No-Shave November: Male Breast Cancer
CRANSTON, R.I. (WLNE) -- It was 2002 when Domenic DiFormato of Cranston found a lump in his breast tissue at age 57.
"Just kind of ignored it for a few weeks, and then it started staining on my t-shirt," said DiFormato.
A biopsy came back positive.
"You never get as frightened as when a doctor tells you face to face I'm sorry to tell you, you have breast cancer," said DiFormato.
Six weeks later, he had a mastectomy, and was put on medication for the next five years. Thankfully he didn't need chemo or radiation.
"It's a big deal I think if you catch it early, you know, it's so important," said DiFormato.
"I think that the biggest misconception is that men don't get breast cancer," said Maureen DiPiero of the Gloria Gemma Breast Cancer Resource Foundation says men should get a yearly chest exam by a doctor and do a monthly self-exam.

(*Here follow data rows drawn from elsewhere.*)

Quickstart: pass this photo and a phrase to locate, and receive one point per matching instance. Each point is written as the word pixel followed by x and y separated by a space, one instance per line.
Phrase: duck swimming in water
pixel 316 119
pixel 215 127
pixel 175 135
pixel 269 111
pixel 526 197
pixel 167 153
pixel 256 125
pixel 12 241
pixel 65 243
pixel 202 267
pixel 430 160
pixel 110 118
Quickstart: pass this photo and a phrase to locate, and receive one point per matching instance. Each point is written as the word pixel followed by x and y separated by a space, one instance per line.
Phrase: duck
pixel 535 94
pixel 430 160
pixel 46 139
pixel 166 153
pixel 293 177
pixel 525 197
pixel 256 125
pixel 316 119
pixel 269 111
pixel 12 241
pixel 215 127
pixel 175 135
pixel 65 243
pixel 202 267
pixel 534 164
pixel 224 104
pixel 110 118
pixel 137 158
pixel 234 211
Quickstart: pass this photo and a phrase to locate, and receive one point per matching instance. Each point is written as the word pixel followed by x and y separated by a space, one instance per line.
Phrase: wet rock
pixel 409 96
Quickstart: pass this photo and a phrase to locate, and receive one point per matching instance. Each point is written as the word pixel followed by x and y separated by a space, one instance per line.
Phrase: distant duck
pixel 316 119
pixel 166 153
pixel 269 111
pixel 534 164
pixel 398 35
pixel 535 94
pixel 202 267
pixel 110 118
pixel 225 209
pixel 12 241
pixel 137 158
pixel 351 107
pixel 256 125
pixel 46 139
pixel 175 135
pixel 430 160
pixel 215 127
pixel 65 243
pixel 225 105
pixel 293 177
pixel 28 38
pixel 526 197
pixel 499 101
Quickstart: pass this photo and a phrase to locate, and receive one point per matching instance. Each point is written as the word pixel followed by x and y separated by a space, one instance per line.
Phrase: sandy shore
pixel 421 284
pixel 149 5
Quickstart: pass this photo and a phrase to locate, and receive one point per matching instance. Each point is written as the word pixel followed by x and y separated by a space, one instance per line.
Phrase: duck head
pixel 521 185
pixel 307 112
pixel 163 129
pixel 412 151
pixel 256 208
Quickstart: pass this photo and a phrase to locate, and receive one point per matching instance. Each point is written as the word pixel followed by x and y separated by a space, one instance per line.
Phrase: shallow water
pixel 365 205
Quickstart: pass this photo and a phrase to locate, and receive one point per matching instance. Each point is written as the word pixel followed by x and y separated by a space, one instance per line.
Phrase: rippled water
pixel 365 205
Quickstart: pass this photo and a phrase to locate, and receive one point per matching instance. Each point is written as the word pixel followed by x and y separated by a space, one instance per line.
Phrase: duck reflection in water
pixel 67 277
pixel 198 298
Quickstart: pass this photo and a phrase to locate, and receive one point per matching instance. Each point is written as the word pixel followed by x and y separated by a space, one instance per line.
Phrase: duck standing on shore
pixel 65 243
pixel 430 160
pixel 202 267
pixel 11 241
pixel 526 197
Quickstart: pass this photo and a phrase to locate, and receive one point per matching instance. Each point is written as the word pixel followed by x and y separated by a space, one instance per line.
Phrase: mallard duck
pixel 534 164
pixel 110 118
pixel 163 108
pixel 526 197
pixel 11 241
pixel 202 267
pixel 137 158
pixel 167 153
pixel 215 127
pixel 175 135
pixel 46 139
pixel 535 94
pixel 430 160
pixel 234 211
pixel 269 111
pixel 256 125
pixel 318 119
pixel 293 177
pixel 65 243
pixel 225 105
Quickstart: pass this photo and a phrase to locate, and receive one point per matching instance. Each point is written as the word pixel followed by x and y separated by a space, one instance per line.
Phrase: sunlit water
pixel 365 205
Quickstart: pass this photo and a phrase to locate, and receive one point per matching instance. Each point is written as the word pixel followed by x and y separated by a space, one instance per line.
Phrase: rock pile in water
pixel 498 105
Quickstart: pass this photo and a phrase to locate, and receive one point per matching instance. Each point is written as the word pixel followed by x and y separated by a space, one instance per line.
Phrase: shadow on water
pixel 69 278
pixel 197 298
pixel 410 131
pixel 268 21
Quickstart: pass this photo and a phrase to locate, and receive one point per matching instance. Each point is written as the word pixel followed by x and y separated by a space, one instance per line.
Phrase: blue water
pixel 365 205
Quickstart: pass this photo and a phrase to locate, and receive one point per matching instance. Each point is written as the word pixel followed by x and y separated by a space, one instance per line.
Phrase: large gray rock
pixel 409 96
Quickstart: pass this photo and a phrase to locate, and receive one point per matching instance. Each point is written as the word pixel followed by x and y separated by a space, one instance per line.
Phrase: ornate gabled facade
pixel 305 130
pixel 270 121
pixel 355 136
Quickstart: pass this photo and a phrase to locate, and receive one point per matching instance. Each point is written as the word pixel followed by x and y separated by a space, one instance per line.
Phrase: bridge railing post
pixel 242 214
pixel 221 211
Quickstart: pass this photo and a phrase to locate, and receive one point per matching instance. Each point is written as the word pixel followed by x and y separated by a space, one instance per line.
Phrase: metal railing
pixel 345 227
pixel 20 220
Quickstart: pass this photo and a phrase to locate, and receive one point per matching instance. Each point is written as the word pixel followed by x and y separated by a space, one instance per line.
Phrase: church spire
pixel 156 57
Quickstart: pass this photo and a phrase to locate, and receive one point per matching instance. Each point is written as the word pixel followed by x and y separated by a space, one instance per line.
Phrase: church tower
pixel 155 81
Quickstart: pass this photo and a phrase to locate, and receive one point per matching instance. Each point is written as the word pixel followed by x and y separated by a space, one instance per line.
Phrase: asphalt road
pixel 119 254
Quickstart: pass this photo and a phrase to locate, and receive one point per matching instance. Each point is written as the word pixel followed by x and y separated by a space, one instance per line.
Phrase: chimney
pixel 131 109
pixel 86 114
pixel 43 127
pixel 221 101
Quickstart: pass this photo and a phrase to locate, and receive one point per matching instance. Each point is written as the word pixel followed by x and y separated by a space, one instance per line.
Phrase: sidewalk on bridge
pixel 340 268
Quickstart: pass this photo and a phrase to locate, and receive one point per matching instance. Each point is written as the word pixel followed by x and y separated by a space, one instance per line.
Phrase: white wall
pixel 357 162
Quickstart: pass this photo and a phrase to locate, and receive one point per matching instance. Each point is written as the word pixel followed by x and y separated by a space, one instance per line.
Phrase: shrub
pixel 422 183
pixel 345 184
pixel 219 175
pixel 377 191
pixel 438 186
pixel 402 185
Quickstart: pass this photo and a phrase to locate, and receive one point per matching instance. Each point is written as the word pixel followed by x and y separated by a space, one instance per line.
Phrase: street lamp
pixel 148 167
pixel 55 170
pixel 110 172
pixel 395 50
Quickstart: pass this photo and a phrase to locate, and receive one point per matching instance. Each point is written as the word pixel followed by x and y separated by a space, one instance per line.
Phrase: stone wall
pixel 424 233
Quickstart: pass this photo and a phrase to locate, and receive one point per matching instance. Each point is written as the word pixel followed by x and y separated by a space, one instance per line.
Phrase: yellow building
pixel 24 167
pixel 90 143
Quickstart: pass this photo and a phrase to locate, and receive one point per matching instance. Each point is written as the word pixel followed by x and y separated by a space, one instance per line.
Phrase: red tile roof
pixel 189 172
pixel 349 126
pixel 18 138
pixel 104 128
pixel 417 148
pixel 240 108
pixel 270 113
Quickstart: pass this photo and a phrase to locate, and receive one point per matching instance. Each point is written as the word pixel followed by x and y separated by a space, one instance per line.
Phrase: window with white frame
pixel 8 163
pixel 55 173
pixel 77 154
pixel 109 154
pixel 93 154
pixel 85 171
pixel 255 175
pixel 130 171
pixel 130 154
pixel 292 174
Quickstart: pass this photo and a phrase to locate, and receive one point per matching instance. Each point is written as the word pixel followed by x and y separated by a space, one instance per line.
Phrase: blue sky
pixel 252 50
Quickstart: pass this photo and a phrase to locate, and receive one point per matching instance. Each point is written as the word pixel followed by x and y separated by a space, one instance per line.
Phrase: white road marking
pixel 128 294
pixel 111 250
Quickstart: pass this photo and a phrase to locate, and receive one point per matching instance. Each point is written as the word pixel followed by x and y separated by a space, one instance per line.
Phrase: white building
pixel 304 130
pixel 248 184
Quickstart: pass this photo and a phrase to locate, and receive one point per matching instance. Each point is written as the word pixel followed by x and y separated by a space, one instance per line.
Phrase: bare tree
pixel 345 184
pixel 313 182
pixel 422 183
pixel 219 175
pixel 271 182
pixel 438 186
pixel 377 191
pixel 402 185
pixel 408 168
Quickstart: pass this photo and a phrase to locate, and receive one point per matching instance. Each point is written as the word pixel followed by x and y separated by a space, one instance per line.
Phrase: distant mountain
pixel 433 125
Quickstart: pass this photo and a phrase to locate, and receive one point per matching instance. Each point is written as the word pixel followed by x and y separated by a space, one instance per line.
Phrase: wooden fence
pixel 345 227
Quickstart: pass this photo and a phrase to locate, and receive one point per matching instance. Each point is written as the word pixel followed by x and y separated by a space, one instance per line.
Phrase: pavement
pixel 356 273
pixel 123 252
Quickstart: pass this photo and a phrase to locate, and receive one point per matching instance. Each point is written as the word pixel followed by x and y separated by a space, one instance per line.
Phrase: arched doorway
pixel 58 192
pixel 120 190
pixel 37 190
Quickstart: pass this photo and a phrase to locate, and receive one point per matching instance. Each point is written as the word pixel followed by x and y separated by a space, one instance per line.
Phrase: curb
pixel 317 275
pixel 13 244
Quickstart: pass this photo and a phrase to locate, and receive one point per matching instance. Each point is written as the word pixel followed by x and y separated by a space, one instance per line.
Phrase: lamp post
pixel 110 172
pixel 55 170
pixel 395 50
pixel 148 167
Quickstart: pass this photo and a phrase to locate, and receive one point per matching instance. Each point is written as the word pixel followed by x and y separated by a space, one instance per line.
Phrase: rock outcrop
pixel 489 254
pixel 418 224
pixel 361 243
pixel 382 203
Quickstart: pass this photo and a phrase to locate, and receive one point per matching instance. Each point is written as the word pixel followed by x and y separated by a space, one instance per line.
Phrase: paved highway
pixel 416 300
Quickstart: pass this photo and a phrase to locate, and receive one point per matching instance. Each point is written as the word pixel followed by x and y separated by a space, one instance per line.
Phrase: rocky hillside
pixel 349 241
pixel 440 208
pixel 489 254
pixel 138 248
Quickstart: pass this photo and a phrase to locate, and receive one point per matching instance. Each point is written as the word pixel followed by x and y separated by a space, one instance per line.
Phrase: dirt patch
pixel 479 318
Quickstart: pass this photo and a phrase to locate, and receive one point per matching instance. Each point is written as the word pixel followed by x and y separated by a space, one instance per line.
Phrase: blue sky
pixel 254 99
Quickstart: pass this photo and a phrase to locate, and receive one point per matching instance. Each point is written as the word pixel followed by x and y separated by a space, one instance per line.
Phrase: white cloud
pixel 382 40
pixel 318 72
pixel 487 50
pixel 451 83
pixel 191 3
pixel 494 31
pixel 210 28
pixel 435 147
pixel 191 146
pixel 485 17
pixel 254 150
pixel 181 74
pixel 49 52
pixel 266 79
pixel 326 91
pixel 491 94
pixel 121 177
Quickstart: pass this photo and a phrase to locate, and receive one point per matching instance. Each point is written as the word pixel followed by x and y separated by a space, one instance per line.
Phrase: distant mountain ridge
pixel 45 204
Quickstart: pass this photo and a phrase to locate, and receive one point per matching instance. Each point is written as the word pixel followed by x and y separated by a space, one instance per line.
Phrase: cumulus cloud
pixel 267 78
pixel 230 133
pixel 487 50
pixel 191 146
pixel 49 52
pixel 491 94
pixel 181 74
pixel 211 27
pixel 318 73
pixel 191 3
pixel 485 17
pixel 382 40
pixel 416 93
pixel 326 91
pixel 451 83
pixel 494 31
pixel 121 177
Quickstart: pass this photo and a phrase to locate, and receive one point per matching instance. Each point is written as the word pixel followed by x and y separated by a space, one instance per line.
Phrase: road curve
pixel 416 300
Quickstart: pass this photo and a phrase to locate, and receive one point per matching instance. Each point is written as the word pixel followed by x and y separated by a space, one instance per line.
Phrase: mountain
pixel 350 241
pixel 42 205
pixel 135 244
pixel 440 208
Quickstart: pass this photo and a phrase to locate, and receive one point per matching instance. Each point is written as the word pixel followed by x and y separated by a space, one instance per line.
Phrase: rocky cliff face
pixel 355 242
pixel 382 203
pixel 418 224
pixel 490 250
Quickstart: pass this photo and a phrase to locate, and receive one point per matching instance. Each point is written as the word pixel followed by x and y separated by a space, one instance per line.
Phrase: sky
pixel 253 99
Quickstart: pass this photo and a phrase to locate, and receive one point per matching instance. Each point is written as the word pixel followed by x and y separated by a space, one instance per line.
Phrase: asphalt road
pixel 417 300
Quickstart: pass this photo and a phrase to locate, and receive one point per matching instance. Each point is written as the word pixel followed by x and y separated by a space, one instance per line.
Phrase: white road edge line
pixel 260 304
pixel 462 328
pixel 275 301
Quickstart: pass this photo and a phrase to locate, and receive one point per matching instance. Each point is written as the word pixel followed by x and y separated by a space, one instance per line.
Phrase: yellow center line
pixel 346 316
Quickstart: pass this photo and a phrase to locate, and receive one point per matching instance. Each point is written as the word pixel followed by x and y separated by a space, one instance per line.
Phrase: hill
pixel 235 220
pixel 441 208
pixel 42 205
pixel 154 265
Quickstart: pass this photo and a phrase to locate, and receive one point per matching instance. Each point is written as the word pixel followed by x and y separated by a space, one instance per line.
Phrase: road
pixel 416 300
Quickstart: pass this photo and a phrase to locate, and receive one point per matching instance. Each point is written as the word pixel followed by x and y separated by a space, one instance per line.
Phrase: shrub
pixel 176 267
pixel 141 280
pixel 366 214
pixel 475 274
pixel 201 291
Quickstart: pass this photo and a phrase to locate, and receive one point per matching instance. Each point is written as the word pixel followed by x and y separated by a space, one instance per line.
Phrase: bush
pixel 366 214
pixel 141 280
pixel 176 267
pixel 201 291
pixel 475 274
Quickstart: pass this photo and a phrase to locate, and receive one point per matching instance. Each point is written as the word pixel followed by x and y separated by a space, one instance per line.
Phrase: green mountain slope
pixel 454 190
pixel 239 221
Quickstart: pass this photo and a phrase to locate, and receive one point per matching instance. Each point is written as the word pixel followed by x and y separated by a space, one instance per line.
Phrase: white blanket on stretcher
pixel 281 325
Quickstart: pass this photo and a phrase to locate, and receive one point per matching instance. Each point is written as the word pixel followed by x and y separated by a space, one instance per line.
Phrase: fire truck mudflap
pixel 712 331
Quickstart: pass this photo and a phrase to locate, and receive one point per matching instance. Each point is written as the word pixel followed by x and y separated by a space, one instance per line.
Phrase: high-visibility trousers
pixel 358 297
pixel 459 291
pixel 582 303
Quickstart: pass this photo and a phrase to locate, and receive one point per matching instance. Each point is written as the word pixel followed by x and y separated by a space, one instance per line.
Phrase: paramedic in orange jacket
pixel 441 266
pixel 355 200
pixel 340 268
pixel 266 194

"Use your birthday. If it falls on the 14th of the month, set a reminder. We use our phones for so much stuff, but this is an important thing to put into your phone calendar," said DiPiero.
DiPiero says Beyonce's father recently sharing his battle with breast cancer has brought much-needed attention to male breast cancer, but there's a ways to go.
"We have to empower men-as strange as that may seem-we always hear about empowering women," said DiPiero. "Men need that same support so that they can be comfortable sharing."
DiFormato agrees, and hopes other men learn from his story.
"I would think that if they could just take a few minutes and just check themselves," said DiFormato.
And these days, with his family by his side, he says he doesn't take a single day for granted.
"I'm a family guy. I would have missed all this, you know? If I had hesitated and just let it go, who knows what could have happened," said DiFormato.